You initiated and funded the National Entrepreneurship Network (NEN). How do you see its impact?
Seven years ago, there were zero colleges in India teaching entrepreneurship. Thanks to NEN, today 600 colleges (out of India’s top 1,000) offer entrepreneurship courses, 500,000 students are graduating from these courses every year. NEN developed a curriculum, developed a programme to create educators in entrepreneurship, trained 1,200 teachers, established a website for networking and support. Colleges love the fact that they can have an entrepreneurship curriculum without any investment.

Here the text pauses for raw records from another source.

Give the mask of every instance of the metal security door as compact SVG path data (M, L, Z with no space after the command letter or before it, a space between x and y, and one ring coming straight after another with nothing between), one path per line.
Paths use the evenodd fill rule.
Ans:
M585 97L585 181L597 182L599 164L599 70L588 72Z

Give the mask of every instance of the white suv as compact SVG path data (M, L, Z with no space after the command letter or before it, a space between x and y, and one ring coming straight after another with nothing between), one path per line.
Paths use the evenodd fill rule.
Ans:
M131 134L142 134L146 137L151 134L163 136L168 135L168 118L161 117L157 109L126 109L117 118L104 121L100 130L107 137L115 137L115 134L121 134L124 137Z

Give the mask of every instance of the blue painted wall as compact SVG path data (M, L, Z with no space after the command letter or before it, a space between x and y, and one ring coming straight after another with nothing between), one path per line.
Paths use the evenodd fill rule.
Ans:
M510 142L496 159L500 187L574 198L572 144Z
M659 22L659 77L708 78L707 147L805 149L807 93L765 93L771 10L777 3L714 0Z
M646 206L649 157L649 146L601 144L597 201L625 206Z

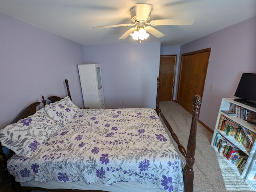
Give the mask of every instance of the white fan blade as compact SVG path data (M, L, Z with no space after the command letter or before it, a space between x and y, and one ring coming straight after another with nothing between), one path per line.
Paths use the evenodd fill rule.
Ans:
M152 6L149 4L137 3L135 6L135 13L137 20L146 22L151 12Z
M192 25L194 21L194 18L153 20L150 22L150 25L152 26Z
M151 26L147 26L145 27L145 29L148 33L151 33L156 38L162 37L164 36L164 34L162 33L158 30L156 30L154 28L152 27Z
M136 27L132 27L128 30L126 32L124 33L121 37L120 37L118 39L126 39L127 37L129 36L131 33L132 33L136 30Z
M107 25L107 26L99 26L98 27L93 27L92 29L105 29L106 28L111 28L111 27L124 27L134 25L136 24L135 23L134 24L119 24L118 25Z

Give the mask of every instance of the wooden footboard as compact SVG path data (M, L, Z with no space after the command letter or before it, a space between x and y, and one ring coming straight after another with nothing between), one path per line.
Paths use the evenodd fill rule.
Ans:
M178 144L178 148L186 158L186 165L183 168L183 179L184 181L184 191L185 192L193 191L194 170L193 166L195 162L195 153L196 151L196 129L197 127L197 121L200 112L200 107L202 102L202 99L199 95L195 96L193 98L193 109L192 110L192 118L191 122L190 131L188 142L187 150L180 143L179 139L174 132L171 125L166 119L164 114L159 109L159 77L157 78L157 92L156 94L156 113L158 116L161 116L166 126L170 131L172 137Z

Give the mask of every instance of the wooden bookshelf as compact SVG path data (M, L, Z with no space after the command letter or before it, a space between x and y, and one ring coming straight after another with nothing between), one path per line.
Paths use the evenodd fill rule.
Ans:
M234 108L231 108L231 106ZM239 114L238 114L237 110L238 108L239 108L239 112L240 112ZM231 116L230 114L228 115L229 114L221 111L222 110L229 110L230 109L232 110L234 109L234 113L236 114L235 116L234 116L234 114L232 114L232 116ZM246 182L248 184L256 190L256 185L255 184L256 184L256 144L254 142L255 139L252 139L251 138L249 139L248 138L249 137L247 137L247 136L245 135L246 133L242 132L247 132L246 131L247 129L251 132L253 132L252 134L254 135L254 133L256 134L256 125L248 123L245 120L246 118L247 118L246 116L247 115L245 113L246 110L248 110L247 112L248 113L250 112L250 114L253 114L254 112L256 112L256 108L234 101L234 98L223 98L220 104L211 144L214 147L216 151L219 153L220 155L225 159L230 165L230 168L233 168L235 170L238 174L245 179ZM242 112L241 112L241 110L242 110ZM248 110L250 111L249 112ZM222 118L222 117L224 117L224 118ZM224 120L223 122L221 121L222 119ZM237 129L236 129L235 127L232 127L232 125L227 125L226 124L223 125L222 123L226 123L225 121L227 120L234 123L234 125L242 126L246 129L243 129L242 128L238 127L237 128ZM226 126L226 127L224 127L225 125ZM231 126L231 127L228 127L228 126ZM229 129L227 129L229 128ZM238 132L241 131L241 133L239 133L240 135L236 135L235 132L232 132L235 131ZM247 136L249 137L250 134L248 133L247 134ZM216 144L216 135L218 136L217 138L218 139L217 141L219 142L218 144ZM219 137L220 137L220 138ZM223 137L225 141L222 141L222 137ZM246 139L250 141L252 144L251 144L250 146L249 141ZM226 143L228 143L228 145L227 145ZM224 156L222 152L224 153L224 150L226 149L226 147L227 149L228 149L229 147L230 148L229 143L231 143L231 145L234 147L234 148L240 150L239 151L240 153L238 155L241 157L242 156L243 158L240 157L240 158L238 159L239 157L237 157L237 160L238 161L236 161L230 160L230 159L229 161L228 160L227 157ZM216 146L216 145L217 146ZM218 148L217 148L219 145L221 145L220 147L222 147L222 150L220 150L220 151L219 151L220 147ZM228 152L228 151L226 151L226 153L227 151ZM244 161L244 159L246 158L247 159L244 163L244 165L242 165L242 161ZM239 162L239 159L242 159L240 163ZM240 165L240 163L241 163L241 165ZM242 167L242 170L239 167Z

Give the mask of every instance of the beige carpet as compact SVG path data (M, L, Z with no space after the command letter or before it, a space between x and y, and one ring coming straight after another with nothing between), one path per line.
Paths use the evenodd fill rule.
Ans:
M186 149L192 115L175 102L162 102L160 105L180 142ZM212 134L198 123L193 191L254 191L216 152L210 145L212 137Z

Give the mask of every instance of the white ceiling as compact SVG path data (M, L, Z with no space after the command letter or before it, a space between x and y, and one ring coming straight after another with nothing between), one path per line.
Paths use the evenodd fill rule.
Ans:
M194 18L191 25L154 27L165 35L146 41L180 45L256 16L256 0L0 0L0 12L83 45L137 42L118 38L131 27L92 27L131 22L135 4L154 6L153 20Z

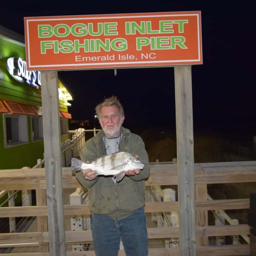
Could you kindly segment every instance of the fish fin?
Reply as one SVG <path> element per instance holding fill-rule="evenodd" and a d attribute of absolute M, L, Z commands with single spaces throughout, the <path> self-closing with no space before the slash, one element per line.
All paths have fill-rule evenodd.
<path fill-rule="evenodd" d="M 115 166 L 113 167 L 110 169 L 110 170 L 123 170 L 125 166 L 124 166 L 124 164 L 119 164 L 119 165 L 116 165 Z"/>
<path fill-rule="evenodd" d="M 71 169 L 73 170 L 81 170 L 83 163 L 84 163 L 82 161 L 72 158 L 71 159 Z"/>
<path fill-rule="evenodd" d="M 117 175 L 116 176 L 116 181 L 117 182 L 120 181 L 121 180 L 122 180 L 122 179 L 124 177 L 125 175 L 125 173 L 124 173 L 124 172 L 123 172 L 122 173 L 118 174 L 118 175 Z"/>

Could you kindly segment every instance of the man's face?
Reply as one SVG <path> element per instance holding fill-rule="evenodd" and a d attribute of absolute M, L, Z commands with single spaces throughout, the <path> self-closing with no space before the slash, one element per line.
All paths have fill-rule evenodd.
<path fill-rule="evenodd" d="M 100 125 L 106 137 L 115 137 L 120 135 L 120 127 L 124 117 L 121 117 L 118 108 L 114 105 L 102 106 L 100 110 Z"/>

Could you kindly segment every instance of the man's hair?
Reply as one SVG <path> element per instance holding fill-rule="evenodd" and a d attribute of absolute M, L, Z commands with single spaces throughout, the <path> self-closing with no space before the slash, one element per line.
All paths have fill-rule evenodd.
<path fill-rule="evenodd" d="M 119 100 L 117 96 L 112 96 L 110 98 L 105 99 L 102 102 L 98 104 L 95 108 L 96 114 L 98 119 L 100 118 L 100 111 L 102 106 L 111 106 L 115 105 L 118 108 L 119 110 L 120 114 L 122 117 L 124 116 L 124 112 L 123 112 L 123 106 L 120 103 Z"/>

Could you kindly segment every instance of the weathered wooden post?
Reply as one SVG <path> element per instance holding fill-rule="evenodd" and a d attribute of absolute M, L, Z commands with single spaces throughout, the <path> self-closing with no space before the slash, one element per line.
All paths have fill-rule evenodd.
<path fill-rule="evenodd" d="M 50 254 L 66 255 L 57 73 L 41 73 Z"/>
<path fill-rule="evenodd" d="M 174 68 L 180 248 L 181 255 L 196 255 L 195 179 L 191 66 Z"/>

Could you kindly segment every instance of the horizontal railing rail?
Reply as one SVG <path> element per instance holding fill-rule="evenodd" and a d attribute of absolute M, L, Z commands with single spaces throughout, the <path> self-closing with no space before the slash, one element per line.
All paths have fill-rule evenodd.
<path fill-rule="evenodd" d="M 151 175 L 145 182 L 146 186 L 178 185 L 176 164 L 151 164 Z M 195 164 L 194 169 L 196 186 L 210 184 L 256 182 L 255 161 L 198 163 Z M 62 168 L 62 186 L 63 189 L 81 187 L 70 167 Z M 17 244 L 29 243 L 37 243 L 42 248 L 42 245 L 48 243 L 47 230 L 41 226 L 46 225 L 48 212 L 45 202 L 46 189 L 44 168 L 0 170 L 0 189 L 7 191 L 36 189 L 37 195 L 37 195 L 36 206 L 1 207 L 0 218 L 35 216 L 38 218 L 38 223 L 41 225 L 37 232 L 31 233 L 26 232 L 0 234 L 0 248 L 6 245 L 9 245 L 11 247 Z M 39 196 L 40 193 L 41 197 Z M 196 200 L 195 205 L 195 210 L 204 212 L 216 210 L 248 209 L 249 208 L 249 198 L 200 200 Z M 90 214 L 88 206 L 85 205 L 65 205 L 63 209 L 66 216 Z M 179 212 L 179 202 L 147 202 L 145 211 L 146 213 Z M 42 222 L 42 220 L 45 220 L 45 221 Z M 150 240 L 178 238 L 179 232 L 179 227 L 148 228 Z M 206 224 L 202 226 L 197 226 L 196 232 L 197 238 L 204 238 L 216 236 L 247 236 L 249 233 L 249 227 L 246 224 L 219 226 L 209 226 Z M 66 230 L 66 239 L 67 244 L 92 242 L 90 230 Z M 240 244 L 197 247 L 197 255 L 219 255 L 221 252 L 221 255 L 249 254 L 249 246 L 248 244 Z M 84 252 L 67 252 L 67 255 L 84 255 Z M 87 255 L 95 255 L 93 251 L 86 252 Z M 180 252 L 179 248 L 151 248 L 149 250 L 150 255 L 164 255 L 164 253 L 178 255 Z M 26 254 L 32 255 L 29 252 Z M 18 255 L 19 254 L 15 253 L 15 255 Z M 49 252 L 41 251 L 36 255 L 49 255 Z M 120 251 L 119 255 L 124 254 Z"/>

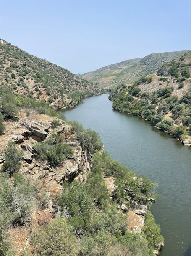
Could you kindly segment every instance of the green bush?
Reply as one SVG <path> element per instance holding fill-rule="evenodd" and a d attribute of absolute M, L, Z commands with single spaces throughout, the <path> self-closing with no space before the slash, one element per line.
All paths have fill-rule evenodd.
<path fill-rule="evenodd" d="M 182 88 L 183 86 L 184 86 L 184 83 L 183 83 L 183 82 L 181 82 L 181 83 L 180 83 L 178 84 L 178 89 L 180 89 L 181 88 Z"/>
<path fill-rule="evenodd" d="M 18 112 L 16 97 L 11 94 L 3 93 L 1 97 L 2 113 L 5 118 L 15 119 Z"/>
<path fill-rule="evenodd" d="M 0 135 L 2 134 L 5 127 L 3 124 L 4 117 L 0 112 Z"/>
<path fill-rule="evenodd" d="M 145 226 L 143 228 L 149 244 L 151 246 L 156 246 L 163 241 L 164 239 L 160 235 L 160 228 L 157 224 L 153 215 L 147 211 L 145 221 Z"/>
<path fill-rule="evenodd" d="M 18 171 L 23 156 L 23 152 L 13 142 L 10 141 L 5 150 L 5 161 L 1 168 L 2 172 L 11 176 Z"/>
<path fill-rule="evenodd" d="M 58 126 L 60 123 L 60 121 L 58 120 L 57 120 L 56 119 L 54 119 L 51 123 L 51 126 L 53 128 L 55 128 L 55 127 L 57 127 Z"/>
<path fill-rule="evenodd" d="M 149 76 L 147 80 L 147 82 L 148 84 L 151 83 L 152 81 L 152 76 Z"/>
<path fill-rule="evenodd" d="M 58 217 L 45 227 L 35 230 L 31 243 L 36 255 L 76 256 L 78 243 L 68 221 Z"/>
<path fill-rule="evenodd" d="M 11 77 L 12 78 L 14 78 L 14 79 L 15 79 L 16 78 L 16 76 L 15 74 L 14 74 L 14 73 L 12 73 L 11 74 Z"/>
<path fill-rule="evenodd" d="M 37 158 L 48 160 L 54 166 L 60 164 L 62 161 L 73 154 L 71 147 L 63 143 L 62 136 L 53 134 L 44 143 L 35 143 L 34 147 Z"/>

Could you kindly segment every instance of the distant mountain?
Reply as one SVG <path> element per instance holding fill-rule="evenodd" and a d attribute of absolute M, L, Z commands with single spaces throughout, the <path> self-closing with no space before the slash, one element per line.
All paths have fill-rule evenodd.
<path fill-rule="evenodd" d="M 163 64 L 156 74 L 119 86 L 109 98 L 114 109 L 152 121 L 191 145 L 191 51 Z"/>
<path fill-rule="evenodd" d="M 188 50 L 152 53 L 143 58 L 129 59 L 103 67 L 81 76 L 100 87 L 114 88 L 156 72 L 162 64 L 189 51 Z M 81 74 L 78 74 L 81 75 Z"/>
<path fill-rule="evenodd" d="M 44 99 L 54 107 L 74 106 L 100 91 L 95 84 L 3 39 L 0 55 L 0 85 L 11 86 L 15 92 Z"/>

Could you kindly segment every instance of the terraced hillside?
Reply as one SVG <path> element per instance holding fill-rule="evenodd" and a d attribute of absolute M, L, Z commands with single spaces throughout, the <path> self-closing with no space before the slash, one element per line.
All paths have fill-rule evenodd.
<path fill-rule="evenodd" d="M 110 96 L 117 110 L 152 121 L 191 145 L 191 51 L 163 64 L 157 73 L 123 84 Z"/>
<path fill-rule="evenodd" d="M 115 88 L 122 83 L 130 83 L 151 72 L 156 72 L 165 63 L 188 51 L 152 53 L 144 58 L 129 59 L 103 67 L 83 75 L 78 74 L 84 79 L 96 83 L 100 87 Z"/>
<path fill-rule="evenodd" d="M 10 85 L 15 92 L 44 100 L 55 108 L 74 106 L 100 91 L 95 84 L 3 40 L 0 56 L 0 85 Z"/>

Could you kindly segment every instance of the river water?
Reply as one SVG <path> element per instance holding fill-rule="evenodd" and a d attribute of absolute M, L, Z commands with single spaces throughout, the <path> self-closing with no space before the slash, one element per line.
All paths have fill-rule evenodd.
<path fill-rule="evenodd" d="M 161 256 L 191 256 L 191 147 L 140 117 L 112 109 L 108 94 L 63 111 L 99 133 L 111 157 L 159 184 L 151 210 L 165 238 Z"/>

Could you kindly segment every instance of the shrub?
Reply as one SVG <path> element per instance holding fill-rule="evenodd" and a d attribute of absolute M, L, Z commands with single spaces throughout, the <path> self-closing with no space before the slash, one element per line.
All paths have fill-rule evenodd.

Out of the half a million who take the courses, about 20 per cent join e-clubs, the next level of learning, where they learn how to run companies, get a sense of P&L, etc. Just last year, about 230 companies were formed by these students. Some students want to work for 2-3 years, make some money and then start a company. Entrepreneurship is the future; it’s the way to accelerate economic development.
Are you doing anything to enable funding for these ventures?
We have a mentoring and angel investing programme. We are also talking to the government to help create a VC industry. In the US, VC companies were triggered with government support.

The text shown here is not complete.